从代码得知,创建TransportClient的步骤如下。

1)调用InetSocketAddress的静态方法createUnresolved构建InetSocketAddress(这种方式创建InetSocketAddress,可以在缓存中已经有TransportClient时避免不必要的域名解析),然后从connectionPool中获取与此地址对应的ClientPool,如果没有,则需要新建ClientPool,并放入缓存connectionPool中。

2)根据numConnectionsPerPeer的大小(使用“spark.+模块名+.io.numConnections-PerPeer”属性配置),从ClientPool中随机选择一个TransportClient。

3)如果ClientPool的clients数组中在随机产生的索引位置不存在TransportClient或者TransportClient没有激活,则进入第5步,否则对此TransportClient进行第4步的检查。

4)更新TransportClient的channel中配置的TransportChannelHandler的最后一次使用时间,确保channel没有超时,然后检查TransportClient是否是激活状态,最后返回此TransportClient给调用方。

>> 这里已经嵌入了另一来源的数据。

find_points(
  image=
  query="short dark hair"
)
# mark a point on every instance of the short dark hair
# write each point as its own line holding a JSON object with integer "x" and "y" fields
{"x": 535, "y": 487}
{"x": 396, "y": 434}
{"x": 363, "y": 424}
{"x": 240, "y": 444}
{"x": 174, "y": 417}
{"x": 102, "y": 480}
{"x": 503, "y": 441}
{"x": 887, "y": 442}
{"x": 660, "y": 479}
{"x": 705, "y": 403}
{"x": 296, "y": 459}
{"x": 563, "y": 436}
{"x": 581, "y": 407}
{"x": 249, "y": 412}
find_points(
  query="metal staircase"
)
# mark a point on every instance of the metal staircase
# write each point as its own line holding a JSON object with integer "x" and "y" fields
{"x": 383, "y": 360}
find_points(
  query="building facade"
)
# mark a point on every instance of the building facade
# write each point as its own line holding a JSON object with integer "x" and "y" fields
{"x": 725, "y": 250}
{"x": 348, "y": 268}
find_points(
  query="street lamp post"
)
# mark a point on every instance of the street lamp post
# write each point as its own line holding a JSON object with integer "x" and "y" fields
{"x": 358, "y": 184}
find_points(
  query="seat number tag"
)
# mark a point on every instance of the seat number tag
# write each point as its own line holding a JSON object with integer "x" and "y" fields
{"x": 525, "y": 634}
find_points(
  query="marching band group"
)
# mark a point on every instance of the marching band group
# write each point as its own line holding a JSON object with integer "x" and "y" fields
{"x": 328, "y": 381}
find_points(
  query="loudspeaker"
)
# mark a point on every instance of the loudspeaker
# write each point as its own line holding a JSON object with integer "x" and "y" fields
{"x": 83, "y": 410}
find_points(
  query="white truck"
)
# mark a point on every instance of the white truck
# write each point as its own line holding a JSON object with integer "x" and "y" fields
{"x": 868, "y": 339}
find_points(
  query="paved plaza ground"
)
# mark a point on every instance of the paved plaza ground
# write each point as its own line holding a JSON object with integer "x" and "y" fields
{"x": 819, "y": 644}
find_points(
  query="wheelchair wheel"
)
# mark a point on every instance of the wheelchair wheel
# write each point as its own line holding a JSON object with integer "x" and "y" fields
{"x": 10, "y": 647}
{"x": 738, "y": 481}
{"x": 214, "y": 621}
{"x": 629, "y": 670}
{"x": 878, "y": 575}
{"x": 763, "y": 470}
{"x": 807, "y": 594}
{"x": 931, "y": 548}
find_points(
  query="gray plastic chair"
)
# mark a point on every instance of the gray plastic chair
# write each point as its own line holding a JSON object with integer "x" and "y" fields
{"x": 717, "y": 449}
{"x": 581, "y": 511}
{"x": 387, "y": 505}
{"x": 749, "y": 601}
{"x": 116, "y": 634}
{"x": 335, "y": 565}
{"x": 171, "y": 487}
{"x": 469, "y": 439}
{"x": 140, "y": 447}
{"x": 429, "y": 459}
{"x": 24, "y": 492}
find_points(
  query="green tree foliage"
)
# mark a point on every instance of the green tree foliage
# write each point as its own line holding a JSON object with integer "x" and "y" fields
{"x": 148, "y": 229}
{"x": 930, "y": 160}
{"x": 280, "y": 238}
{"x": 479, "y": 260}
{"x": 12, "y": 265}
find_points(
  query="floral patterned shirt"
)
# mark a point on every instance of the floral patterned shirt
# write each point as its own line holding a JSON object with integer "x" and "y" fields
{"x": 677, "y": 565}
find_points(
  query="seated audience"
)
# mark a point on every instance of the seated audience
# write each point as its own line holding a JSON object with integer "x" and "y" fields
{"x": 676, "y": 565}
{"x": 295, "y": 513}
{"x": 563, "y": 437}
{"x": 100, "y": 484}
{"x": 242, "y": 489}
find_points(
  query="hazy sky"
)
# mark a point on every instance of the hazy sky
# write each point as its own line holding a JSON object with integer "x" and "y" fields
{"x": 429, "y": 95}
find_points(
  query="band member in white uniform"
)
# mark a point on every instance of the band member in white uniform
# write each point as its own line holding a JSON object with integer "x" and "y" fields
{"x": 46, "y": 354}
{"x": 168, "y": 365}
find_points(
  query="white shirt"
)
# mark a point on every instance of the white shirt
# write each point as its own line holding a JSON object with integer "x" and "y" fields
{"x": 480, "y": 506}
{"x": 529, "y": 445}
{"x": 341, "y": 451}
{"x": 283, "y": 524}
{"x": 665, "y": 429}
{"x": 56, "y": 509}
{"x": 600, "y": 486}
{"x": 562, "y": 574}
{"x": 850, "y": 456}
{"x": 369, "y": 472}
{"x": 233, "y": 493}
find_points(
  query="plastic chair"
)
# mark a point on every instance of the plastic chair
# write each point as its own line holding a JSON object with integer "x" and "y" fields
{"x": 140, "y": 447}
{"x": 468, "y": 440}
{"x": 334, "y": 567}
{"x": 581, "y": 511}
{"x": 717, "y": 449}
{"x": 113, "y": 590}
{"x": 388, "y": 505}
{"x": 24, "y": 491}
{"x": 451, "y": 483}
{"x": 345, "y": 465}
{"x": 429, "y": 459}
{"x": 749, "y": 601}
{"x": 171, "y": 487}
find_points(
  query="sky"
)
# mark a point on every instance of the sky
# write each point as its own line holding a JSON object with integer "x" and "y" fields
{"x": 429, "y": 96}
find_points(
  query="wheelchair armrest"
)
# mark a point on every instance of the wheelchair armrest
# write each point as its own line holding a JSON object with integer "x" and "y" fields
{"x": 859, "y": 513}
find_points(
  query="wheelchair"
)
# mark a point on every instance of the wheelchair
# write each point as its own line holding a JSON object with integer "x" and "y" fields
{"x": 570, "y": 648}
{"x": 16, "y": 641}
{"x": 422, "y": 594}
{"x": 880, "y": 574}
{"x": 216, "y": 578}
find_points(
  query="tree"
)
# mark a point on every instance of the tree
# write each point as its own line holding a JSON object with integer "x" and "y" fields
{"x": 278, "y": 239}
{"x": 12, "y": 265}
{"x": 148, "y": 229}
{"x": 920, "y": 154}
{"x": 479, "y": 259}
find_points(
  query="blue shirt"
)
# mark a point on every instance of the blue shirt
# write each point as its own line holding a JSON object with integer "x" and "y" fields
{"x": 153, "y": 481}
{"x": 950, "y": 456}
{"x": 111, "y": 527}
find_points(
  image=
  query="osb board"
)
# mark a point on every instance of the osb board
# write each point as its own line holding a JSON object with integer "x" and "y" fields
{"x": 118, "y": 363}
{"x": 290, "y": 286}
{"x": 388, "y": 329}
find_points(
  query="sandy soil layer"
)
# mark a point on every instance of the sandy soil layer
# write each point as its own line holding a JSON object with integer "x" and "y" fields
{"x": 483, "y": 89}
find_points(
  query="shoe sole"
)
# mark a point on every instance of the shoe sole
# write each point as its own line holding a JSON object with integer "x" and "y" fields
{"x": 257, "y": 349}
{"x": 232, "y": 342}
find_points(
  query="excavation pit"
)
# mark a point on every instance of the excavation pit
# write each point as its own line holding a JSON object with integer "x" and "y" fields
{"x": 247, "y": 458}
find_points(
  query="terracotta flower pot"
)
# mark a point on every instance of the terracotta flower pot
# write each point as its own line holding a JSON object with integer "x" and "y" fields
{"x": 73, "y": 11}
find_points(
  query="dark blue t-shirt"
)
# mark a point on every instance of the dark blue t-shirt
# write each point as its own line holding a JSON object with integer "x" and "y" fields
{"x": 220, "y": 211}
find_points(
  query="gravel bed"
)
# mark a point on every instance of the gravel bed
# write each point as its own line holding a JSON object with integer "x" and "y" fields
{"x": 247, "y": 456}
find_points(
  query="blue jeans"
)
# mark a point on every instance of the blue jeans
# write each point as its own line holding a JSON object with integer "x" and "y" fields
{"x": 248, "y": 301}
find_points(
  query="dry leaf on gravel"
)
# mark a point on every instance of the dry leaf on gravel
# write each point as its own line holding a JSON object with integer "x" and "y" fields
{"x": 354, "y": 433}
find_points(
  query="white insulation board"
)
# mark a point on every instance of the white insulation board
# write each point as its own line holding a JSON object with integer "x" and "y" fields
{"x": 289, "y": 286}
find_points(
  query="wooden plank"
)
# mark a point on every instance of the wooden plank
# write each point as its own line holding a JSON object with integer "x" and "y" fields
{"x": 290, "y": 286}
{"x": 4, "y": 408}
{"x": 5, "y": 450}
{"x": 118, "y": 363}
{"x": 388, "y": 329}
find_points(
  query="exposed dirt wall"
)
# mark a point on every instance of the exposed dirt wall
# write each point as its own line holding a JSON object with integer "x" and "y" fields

5)由于缓存中没有TransportClient可用,于是调用InetSocketAddress的构造器创建InetSocketAddress对象(直接使用InetSocketAddress的构造器创建InetSocketAddress会进行域名解析),在这一步骤多个线程可能会产生竞态条件(由于没有同步处理,所以多个线程极有可能同时执行到此处,都发现缓存中没有TransportClient可用,于是都使用InetSocketAddress的构造器创建InetSocketAddress)。

6)第5步创建InetSocketAddress的过程中产生的竞态条件如果不妥善处理,会产生线程安全问题,所以到了ClientPool的locks数组发挥作用的时候了。按照随机产生的数组索引,locks数组中的锁对象可以对clients数组中的TransportClient一对一进行同步。即便之前产生了竞态条件,但是在这一步只能有一个线程进入临界区。在临界区内,先进入的线程调用重载的createClient方法创建TransportClient对象并放入ClientPool的clients数组中。当率先进入临界区的线程退出临界区后,其他线程才能进入,此时发现ClientPool的clients数组中已经存在了TransportClient对象,那么将不再创建TransportClient,而是直接使用它。

下面代码的整个执行过程实际解决了TransportClient缓存的使用及createClient方法的线程安全问题,并没有涉及创建TransportClient的实现。TransportClient的创建过程在重载的createClient方法中实现。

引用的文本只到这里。